Speaking with AD.nl, Jon Ola Sand has spoken about the issues surrounding voting at the Eurovision Song Contest. Mr Sand was posed the question of how do you deal with Armenia and Azerbaijan who routinely rank each other as last place in the jury vote;
That is indeed not good, but what should we do? Throw out those countries? No, we are already proud that they are on the same stage, we want to keep them on board, and hope to change the situation again by talking a lot.
A number of incidents have occurred involving the two nations since Armenia debuted in the contest in 2006, and Azerbaijan followed in 2008. Most recently after the 2019 contest Azerbaijan formally complained to the EBU regarding a map show during the voting. While Armenia has previously been warned by the EBU for displaying the flag of the disputed territory of Nagorno-Karabakh during the 2016 contest.
Mr Sand went on to talk about voting in general at the Eurovision Song Contest and how it has evolved:
In fact, we have often thought about a different scoring in recent years. 25 percent for the professional jury and 75 percent for the public, for example. Or vice versa. But we think the current fifty-fifty distribution is the best.
As reported during late 2019 the European Broadcasting Union consulted with a number of delegations about potential changes to the voting.
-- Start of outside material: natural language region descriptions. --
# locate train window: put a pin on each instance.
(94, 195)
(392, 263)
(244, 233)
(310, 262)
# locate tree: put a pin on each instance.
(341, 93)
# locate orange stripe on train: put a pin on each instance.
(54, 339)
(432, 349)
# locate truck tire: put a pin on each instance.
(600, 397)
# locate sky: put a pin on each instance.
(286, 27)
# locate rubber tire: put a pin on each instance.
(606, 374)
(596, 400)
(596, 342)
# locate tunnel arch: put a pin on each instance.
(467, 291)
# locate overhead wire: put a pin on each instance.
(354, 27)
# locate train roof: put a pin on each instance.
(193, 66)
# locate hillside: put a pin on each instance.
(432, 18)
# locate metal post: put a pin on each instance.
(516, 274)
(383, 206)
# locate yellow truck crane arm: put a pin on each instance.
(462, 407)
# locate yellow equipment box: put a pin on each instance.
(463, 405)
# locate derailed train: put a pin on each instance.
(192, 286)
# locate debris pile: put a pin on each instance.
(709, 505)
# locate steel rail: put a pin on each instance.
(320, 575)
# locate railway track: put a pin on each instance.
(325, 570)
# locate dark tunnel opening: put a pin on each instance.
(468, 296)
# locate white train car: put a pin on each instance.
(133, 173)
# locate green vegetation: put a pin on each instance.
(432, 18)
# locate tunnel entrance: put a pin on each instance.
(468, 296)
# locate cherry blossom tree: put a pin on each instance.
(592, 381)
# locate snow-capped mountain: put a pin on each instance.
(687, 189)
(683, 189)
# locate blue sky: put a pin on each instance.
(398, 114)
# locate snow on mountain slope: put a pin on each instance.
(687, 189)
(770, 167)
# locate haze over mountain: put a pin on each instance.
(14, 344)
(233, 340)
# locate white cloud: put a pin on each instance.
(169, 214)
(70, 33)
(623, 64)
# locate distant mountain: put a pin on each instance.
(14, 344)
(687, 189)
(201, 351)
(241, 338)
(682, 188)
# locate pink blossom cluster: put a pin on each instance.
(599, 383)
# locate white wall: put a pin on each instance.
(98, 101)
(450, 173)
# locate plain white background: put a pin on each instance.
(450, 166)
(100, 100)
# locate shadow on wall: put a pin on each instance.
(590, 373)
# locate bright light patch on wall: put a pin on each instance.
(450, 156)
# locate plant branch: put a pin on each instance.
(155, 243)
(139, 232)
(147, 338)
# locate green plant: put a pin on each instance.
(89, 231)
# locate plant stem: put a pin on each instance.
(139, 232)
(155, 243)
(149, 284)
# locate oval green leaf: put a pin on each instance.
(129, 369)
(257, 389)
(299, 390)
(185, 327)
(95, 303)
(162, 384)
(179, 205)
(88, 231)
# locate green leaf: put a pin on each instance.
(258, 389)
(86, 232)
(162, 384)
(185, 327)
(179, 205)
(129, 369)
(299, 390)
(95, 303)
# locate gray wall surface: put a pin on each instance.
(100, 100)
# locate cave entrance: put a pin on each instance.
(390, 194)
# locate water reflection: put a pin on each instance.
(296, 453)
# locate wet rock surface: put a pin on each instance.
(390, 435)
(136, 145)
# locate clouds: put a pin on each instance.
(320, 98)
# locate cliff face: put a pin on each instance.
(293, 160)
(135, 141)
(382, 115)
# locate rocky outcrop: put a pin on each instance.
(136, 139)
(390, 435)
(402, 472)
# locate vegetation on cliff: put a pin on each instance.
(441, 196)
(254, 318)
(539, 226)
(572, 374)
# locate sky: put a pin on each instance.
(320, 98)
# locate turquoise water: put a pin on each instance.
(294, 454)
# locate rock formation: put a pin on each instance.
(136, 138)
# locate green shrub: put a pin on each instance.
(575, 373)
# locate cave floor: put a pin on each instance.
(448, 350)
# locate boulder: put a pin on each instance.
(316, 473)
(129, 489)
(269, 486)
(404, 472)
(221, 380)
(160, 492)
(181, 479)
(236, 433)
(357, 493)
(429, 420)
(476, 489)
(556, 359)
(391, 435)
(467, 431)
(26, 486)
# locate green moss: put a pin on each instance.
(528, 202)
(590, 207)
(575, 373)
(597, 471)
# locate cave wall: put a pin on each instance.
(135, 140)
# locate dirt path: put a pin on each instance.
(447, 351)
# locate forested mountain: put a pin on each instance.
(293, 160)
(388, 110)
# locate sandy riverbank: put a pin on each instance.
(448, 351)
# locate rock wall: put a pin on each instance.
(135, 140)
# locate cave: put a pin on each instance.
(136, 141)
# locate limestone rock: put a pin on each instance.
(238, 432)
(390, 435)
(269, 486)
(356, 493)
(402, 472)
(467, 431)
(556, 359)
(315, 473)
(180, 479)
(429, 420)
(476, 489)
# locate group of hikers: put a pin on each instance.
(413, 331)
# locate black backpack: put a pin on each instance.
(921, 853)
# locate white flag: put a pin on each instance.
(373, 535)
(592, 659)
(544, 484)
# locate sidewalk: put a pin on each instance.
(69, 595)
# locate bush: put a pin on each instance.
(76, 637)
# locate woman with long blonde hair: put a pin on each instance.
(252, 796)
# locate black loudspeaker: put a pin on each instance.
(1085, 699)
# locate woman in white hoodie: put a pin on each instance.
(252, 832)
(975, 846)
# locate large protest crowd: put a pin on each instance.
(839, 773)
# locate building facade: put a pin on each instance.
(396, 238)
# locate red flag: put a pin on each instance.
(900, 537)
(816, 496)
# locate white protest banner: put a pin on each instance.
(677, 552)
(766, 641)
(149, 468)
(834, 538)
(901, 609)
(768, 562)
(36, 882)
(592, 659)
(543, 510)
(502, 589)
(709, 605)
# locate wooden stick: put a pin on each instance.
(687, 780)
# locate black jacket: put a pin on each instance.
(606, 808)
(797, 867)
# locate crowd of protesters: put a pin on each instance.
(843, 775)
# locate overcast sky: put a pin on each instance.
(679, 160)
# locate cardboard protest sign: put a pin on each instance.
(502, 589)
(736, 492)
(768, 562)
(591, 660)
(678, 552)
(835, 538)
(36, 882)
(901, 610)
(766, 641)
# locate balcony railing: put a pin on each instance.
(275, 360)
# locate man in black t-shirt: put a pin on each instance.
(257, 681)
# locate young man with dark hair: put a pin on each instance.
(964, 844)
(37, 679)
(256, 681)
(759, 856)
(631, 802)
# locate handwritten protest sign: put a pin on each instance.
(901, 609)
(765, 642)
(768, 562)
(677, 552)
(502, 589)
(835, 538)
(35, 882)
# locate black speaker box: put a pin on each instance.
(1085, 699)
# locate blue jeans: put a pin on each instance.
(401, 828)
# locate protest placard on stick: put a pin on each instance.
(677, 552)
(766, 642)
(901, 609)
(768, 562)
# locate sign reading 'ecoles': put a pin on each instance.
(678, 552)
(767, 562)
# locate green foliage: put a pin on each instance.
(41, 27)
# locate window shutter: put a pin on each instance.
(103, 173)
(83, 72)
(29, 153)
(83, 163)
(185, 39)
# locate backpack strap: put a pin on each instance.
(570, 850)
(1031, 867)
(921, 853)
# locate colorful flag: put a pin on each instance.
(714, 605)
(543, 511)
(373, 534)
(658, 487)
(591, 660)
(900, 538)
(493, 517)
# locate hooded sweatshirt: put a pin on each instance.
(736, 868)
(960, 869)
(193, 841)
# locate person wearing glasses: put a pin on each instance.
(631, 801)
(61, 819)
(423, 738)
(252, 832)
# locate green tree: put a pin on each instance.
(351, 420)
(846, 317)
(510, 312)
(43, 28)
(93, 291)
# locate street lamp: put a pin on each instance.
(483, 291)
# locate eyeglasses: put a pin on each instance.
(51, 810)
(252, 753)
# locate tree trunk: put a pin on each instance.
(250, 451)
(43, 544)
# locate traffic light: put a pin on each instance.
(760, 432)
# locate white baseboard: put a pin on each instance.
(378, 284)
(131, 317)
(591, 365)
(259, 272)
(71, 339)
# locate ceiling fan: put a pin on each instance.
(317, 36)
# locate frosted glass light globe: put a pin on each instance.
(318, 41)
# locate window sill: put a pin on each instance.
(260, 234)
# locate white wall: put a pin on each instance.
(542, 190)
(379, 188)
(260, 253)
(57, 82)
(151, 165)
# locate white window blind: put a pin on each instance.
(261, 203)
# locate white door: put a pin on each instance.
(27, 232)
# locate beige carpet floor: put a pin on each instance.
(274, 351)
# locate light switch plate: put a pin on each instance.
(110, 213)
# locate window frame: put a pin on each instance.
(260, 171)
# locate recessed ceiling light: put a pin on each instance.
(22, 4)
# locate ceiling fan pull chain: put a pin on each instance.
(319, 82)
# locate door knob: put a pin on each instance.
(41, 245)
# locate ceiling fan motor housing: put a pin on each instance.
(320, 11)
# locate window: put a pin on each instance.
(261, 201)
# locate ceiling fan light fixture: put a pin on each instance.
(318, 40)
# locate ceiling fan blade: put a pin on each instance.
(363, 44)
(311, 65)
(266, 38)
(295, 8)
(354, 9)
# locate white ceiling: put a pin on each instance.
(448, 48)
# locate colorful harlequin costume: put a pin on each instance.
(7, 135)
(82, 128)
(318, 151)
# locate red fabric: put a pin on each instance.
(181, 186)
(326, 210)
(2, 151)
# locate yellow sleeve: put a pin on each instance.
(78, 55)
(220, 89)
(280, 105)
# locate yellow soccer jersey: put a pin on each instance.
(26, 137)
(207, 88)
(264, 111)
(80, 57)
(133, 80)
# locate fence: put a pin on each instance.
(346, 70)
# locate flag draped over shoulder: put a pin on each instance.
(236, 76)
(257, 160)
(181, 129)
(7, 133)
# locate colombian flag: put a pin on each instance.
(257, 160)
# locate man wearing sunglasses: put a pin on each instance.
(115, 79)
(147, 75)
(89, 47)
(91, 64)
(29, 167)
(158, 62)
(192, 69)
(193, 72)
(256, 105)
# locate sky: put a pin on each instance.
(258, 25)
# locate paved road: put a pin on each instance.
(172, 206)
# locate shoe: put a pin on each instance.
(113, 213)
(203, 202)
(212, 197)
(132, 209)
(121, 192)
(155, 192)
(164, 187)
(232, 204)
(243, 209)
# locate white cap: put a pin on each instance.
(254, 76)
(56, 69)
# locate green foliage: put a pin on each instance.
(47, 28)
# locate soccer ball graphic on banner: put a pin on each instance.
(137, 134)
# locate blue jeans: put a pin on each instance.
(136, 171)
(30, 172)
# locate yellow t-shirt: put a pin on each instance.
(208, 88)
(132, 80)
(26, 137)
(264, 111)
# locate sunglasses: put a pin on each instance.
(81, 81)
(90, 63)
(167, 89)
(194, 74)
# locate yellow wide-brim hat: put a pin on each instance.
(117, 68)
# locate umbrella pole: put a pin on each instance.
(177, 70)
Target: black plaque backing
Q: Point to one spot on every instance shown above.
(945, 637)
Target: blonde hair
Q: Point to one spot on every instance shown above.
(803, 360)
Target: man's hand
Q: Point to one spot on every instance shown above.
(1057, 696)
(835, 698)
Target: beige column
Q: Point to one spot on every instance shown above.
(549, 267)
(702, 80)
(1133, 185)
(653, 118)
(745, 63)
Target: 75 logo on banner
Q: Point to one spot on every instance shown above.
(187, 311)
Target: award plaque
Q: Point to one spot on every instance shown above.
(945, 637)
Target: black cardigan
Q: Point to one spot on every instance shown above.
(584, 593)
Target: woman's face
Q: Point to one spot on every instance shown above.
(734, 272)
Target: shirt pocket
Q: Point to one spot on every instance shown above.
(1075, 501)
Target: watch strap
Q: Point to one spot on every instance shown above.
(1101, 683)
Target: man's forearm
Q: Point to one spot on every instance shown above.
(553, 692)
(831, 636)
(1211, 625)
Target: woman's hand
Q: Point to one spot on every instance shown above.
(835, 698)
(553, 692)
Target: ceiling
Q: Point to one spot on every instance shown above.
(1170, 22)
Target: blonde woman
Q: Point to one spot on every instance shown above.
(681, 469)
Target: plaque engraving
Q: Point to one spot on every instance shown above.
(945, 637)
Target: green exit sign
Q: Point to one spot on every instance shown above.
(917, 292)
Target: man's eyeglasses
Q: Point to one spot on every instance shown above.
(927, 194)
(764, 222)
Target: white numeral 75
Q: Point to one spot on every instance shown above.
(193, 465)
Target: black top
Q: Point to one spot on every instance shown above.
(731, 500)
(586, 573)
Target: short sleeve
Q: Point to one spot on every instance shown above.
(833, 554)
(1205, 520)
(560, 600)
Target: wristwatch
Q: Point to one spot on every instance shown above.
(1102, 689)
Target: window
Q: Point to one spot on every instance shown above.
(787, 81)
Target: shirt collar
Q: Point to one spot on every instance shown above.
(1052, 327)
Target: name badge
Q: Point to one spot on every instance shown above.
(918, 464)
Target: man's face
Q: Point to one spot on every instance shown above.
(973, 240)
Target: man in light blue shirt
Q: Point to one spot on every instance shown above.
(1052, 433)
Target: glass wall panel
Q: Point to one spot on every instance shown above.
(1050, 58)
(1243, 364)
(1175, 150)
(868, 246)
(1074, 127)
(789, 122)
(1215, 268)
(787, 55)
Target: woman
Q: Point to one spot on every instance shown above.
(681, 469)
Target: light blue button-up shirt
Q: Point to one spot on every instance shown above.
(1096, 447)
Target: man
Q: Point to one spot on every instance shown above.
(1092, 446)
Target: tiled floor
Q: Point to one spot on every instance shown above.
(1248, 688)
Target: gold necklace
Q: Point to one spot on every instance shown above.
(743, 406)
The EBU has asked member broadcasters to suggest potential changes to the voting, which in the end saw 80% of broadcasters vote to keep the current voting method in place.
Overall Mr Sand is happy with the evolution that has occurred to the voting during his time as Executive Supervisor:
I myself am proud that the mood has become more exciting since a different procedure. First you saw the winner coming from far away; not anymore.